By Mehrsa Baradaran
The Constitution is riddled with compromises made between the North and South over the issue of slavery — the Electoral College, the three-fifths clause — but paper currency was too contentious an issue for the framers, so it was left out entirely. Thomas Jefferson, like many Southerners, believed that a national currency would make the federal government too powerful and would also favor the Northern trade-based economy over the plantation economy. So, for much of its first century, the United States was without a national bank or a uniform currency, leaving its economy prone to crisis, bank runs and instability.
At the height of the war, Lincoln understood that he could not feed the troops without more money, so he issued a national currency, backed by the full faith and credit of the United States Treasury — but not by gold. (These bills were known derisively as “greenbacks,” a word that has lived on.) The South had a patchwork currency that was backed by the holdings of private banks — the same banks that helped finance the entire Southern economy, from the plantations to the people enslaved on them. Some Confederate bills even had depictions of enslaved people on their backs.

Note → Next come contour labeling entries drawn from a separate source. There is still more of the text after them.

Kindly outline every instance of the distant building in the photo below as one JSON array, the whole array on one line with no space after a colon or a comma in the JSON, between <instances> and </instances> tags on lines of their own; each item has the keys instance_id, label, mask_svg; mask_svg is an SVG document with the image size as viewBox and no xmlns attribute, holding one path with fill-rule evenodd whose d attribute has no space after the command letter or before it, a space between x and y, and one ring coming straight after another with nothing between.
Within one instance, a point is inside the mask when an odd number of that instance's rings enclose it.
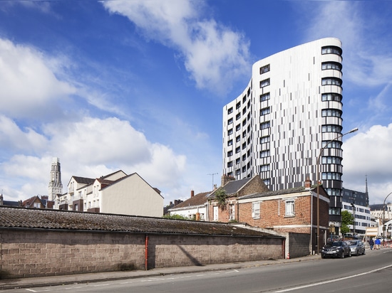
<instances>
[{"instance_id":1,"label":"distant building","mask_svg":"<svg viewBox=\"0 0 392 293\"><path fill-rule=\"evenodd\" d=\"M52 159L51 169L51 180L48 188L48 200L54 201L58 196L63 194L63 183L61 183L61 168L58 158Z\"/></svg>"},{"instance_id":2,"label":"distant building","mask_svg":"<svg viewBox=\"0 0 392 293\"><path fill-rule=\"evenodd\" d=\"M367 183L366 183L367 186ZM369 196L366 191L342 188L343 211L348 211L354 217L355 225L349 225L350 231L364 235L367 227L372 226Z\"/></svg>"},{"instance_id":3,"label":"distant building","mask_svg":"<svg viewBox=\"0 0 392 293\"><path fill-rule=\"evenodd\" d=\"M180 215L190 220L205 220L207 215L207 200L209 192L195 195L190 191L190 198L175 206L169 210L170 215Z\"/></svg>"},{"instance_id":4,"label":"distant building","mask_svg":"<svg viewBox=\"0 0 392 293\"><path fill-rule=\"evenodd\" d=\"M20 206L21 204L21 201L4 201L3 197L3 193L0 195L0 206Z\"/></svg>"},{"instance_id":5,"label":"distant building","mask_svg":"<svg viewBox=\"0 0 392 293\"><path fill-rule=\"evenodd\" d=\"M163 197L137 173L121 170L96 179L72 176L55 208L92 213L162 217Z\"/></svg>"}]
</instances>

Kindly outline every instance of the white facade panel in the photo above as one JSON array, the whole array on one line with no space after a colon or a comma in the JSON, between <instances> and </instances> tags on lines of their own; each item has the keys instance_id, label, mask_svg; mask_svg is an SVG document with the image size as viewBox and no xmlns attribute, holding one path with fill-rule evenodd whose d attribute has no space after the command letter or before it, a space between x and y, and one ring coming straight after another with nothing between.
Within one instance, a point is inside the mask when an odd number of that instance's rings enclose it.
<instances>
[{"instance_id":1,"label":"white facade panel","mask_svg":"<svg viewBox=\"0 0 392 293\"><path fill-rule=\"evenodd\" d=\"M307 176L316 183L316 158L342 130L341 60L340 41L329 38L256 62L247 87L223 108L223 173L259 174L274 191L302 186ZM324 186L340 196L341 145L331 146L323 156L338 156L338 164L321 164L320 178L334 179ZM331 202L340 215L341 200Z\"/></svg>"}]
</instances>

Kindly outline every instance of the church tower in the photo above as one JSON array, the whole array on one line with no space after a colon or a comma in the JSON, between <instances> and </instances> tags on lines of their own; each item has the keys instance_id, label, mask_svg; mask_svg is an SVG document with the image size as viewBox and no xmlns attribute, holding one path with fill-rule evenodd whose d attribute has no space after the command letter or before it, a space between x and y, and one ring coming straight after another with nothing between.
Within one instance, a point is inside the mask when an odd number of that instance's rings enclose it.
<instances>
[{"instance_id":1,"label":"church tower","mask_svg":"<svg viewBox=\"0 0 392 293\"><path fill-rule=\"evenodd\" d=\"M54 201L58 194L63 194L63 183L61 183L61 169L60 167L60 159L52 159L52 167L51 170L51 181L48 196L49 201Z\"/></svg>"}]
</instances>

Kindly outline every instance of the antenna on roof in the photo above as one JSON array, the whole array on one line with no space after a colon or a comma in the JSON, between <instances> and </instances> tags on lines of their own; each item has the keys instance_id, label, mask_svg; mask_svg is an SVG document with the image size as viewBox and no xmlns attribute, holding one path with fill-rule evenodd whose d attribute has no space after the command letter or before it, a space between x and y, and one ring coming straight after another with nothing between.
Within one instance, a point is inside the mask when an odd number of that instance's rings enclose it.
<instances>
[{"instance_id":1,"label":"antenna on roof","mask_svg":"<svg viewBox=\"0 0 392 293\"><path fill-rule=\"evenodd\" d=\"M207 174L212 176L212 191L214 190L214 175L217 175L217 173L212 173L211 174Z\"/></svg>"}]
</instances>

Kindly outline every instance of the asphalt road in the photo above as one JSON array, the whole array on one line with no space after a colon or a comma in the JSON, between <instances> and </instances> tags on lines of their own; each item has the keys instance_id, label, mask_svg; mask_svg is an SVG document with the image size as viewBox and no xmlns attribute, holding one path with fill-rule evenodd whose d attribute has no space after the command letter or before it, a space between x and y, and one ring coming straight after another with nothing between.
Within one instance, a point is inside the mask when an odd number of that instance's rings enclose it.
<instances>
[{"instance_id":1,"label":"asphalt road","mask_svg":"<svg viewBox=\"0 0 392 293\"><path fill-rule=\"evenodd\" d=\"M392 249L241 270L6 290L6 292L391 292Z\"/></svg>"}]
</instances>

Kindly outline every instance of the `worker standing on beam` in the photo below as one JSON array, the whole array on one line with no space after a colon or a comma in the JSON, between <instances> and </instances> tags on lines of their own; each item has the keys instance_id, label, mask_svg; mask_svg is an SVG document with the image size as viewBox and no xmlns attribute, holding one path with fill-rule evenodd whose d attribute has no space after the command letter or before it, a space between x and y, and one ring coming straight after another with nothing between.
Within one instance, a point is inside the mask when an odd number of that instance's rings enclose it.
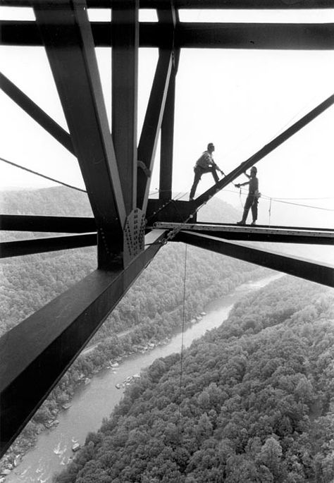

In a sense, the war over slavery was also a war over the future of the economy and the essentiality of value. By issuing fiat currency, Lincoln bet the future on the elasticity of value. This was the United States’ first formal experiment with fiat money, and it was a resounding success. The currency was accepted by national and international creditors — such as private creditors from London, Amsterdam, and Paris — and funded the feeding and provisioning of Union troops. In turn, the success of the Union Army fortified the new currency. Lincoln assured critics that the move would be temporary, but leaders who followed him eventually made it permanent — first Franklin Roosevelt during the Great Depression and then, formally, Richard Nixon in 1971.